The loop
The typical B2B product video cycle goes like this: marketing writes a brief, the agency asks clarifying questions, a storyboard goes through two rounds of internal review, the agency produces a first cut, the product team flags three things that are wrong, two more revision rounds happen, and six weeks later you have a 90-second video of a product that has already changed.
Then the UI updates. The video is outdated. Nobody wants to go through the cycle again, so the video stays up for another six months showing features that no longer look like that. Prospects notice. Trust erodes.
Why it persists
The agency model persists because the alternative has historically been worse. Internal teams do not have motion designers. Product marketers can write the script but cannot produce the video. Engineers are not going to screen-record walkthroughs. So the agency stays in the loop by default, not because the output justifies the timeline.
The real cost is not the agency fee. It is the opportunity cost of every product launch, feature release, and sales conversation that goes without video because the production queue is full.
What changed
Two things changed at the same time. First, AI got good enough to generate narration, cursor animation, background motion, and captions from a raw screen capture. Second, the bar for what counts as a "polished" product video dropped. Buyers do not want cinematic productions. They want to see the product working, clearly, with context.
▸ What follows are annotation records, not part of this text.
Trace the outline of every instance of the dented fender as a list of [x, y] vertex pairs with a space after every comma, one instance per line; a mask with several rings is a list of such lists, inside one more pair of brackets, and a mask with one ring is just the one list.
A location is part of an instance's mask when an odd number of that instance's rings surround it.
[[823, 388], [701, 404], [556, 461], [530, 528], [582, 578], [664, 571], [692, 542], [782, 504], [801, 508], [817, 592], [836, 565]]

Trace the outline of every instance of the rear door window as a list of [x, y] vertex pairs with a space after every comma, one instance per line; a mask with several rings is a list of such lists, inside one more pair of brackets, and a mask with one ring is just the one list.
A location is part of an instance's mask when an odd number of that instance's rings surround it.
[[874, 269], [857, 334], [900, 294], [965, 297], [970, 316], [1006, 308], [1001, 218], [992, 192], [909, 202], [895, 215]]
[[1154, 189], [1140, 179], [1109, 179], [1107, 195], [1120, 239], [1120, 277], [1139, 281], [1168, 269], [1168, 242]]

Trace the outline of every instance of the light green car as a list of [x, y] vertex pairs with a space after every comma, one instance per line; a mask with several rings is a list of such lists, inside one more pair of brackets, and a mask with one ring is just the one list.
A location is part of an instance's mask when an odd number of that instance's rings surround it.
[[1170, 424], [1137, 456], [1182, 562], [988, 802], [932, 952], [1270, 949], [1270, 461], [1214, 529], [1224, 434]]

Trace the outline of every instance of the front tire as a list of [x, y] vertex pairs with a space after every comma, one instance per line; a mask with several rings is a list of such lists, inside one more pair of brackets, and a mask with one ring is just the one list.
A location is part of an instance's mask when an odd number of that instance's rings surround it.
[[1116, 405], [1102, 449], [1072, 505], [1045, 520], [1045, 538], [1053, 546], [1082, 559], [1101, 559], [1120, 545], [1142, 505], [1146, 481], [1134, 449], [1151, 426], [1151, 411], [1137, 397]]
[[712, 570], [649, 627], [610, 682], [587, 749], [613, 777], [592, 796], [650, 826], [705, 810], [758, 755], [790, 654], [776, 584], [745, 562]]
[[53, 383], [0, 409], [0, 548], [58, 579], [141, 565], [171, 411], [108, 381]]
A capture-based product video that took 10 minutes to create and shows the real product will outperform a $15,000 agency video that shows a staged mockup from three months ago.
The new workflow
Product marketers who have broken the loop use the same capture-based approach across all their product content. Record the feature, let AI add narration and styling, fine-tune the details, and publish. When the product changes, re-record. The whole cycle is minutes, not weeks.
This does not mean agencies have no role. Custom brand films, customer stories, and event content still benefit from professional production. But the day-to-day product video that supports launches, sales, and onboarding should not require one.